Rakyat Papua dibangun dengan jembatan, rumah sakit, sekolah, dan jalan Trans Papua. Tapi dunia luar hanya menyorot konflik, bukan kemajuan. Mereka memilih melihat luka, bukan penyembuhan.

Australia: Mengulang Luka, Memantik Bara

Kecurigaan bahwa Canberra memainkan peran ganda makin kuat ketika parlemen Australia mulai disesaki suara-suara pro-referendum Papua. Pemerintah mereka memberi tanggapan normatif, tetapi di lapangan, fakta berbicara sebaliknya. Intelijen Indonesia menangkap jejak penyusupan personel non-pemerintah Australia yang membawa alat komunikasi dan logistik tidak standar. Di laut Arafura, patroli TNI AL menyapu dengan pola zigzag. Ini bukan deteksi. Ini penguncian.

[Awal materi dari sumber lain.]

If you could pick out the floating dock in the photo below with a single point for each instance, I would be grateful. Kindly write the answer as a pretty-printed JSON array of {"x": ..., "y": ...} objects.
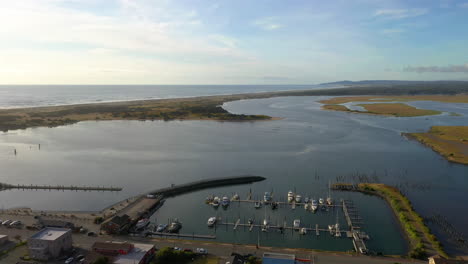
[{"x": 4, "y": 186}]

Sementara itu, seorang tokoh OPM yang buron tiba-tiba muncul dan mengklaim akan menerima “dukungan internasional.” Tidak disebutkan dari mana, tapi media Barat langsung mengangkat narasi itu. Ada yang menggiring opini. Ada yang sedang menyiapkan panggung.

Geopolitik di Ambang Letupan

Jika konflik meletus, bukan hanya Indonesia dan Australia yang akan terlibat. Ini akan menjadi panggung benturan pengaruh global. Rusia dan Tiongkok di satu sisi, Barat di sisi lain. Di balik semua ini ada tarikan geopolitik dan geoekonomi yang jauh lebih dalam—tentang gas, tambang, dan posisi strategis Pasifik Selatan.

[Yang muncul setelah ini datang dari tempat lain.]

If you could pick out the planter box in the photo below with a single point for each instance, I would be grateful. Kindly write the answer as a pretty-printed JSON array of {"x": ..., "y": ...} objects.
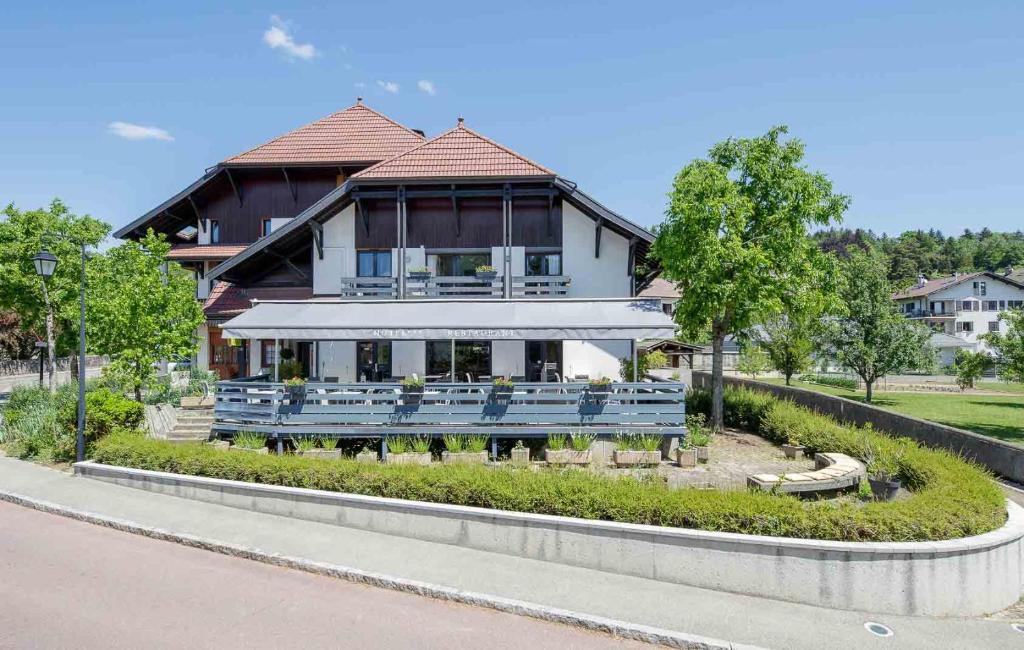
[
  {"x": 566, "y": 457},
  {"x": 633, "y": 458},
  {"x": 236, "y": 447},
  {"x": 702, "y": 455},
  {"x": 793, "y": 450},
  {"x": 321, "y": 453},
  {"x": 686, "y": 458},
  {"x": 411, "y": 458},
  {"x": 459, "y": 458}
]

Indonesia sadar, ini bukan sekadar isu dalam negeri. Ini adalah ujian eksistensial. Maka unit elite TNI dikerahkan. Tidak untuk menyerang, tapi untuk siap. Karena Indonesia memilih jalan damai, tapi tidak akan membiarkan satu jengkal pun kedaulatannya disentuh.

Harga Diri Bangsa Bukan Bahan Tawar-Menawar

Langit Papua bukan sekadar mendung karena cuaca. Ia mendung karena kepentingan. Tapi Indonesia tidak akan gentar. Dalam setiap kepala prajurit, dalam setiap diplomasi yang disusun, dan dalam setiap rakyat Papua yang membangun dengan tangannya sendiri—terpatri satu pesan: Papua adalah Indonesia. Bukan mainan geopolitik. Bukan eksperimen kolonial baru.

Dan jika ada yang nekat membuka luka lama, maka bangsa ini akan melawan. Dengan semua yang dimiliki, dan dengan semua yang diyakini. Karena kedaulatan, bukan sekadar klaim. Itu sumpah.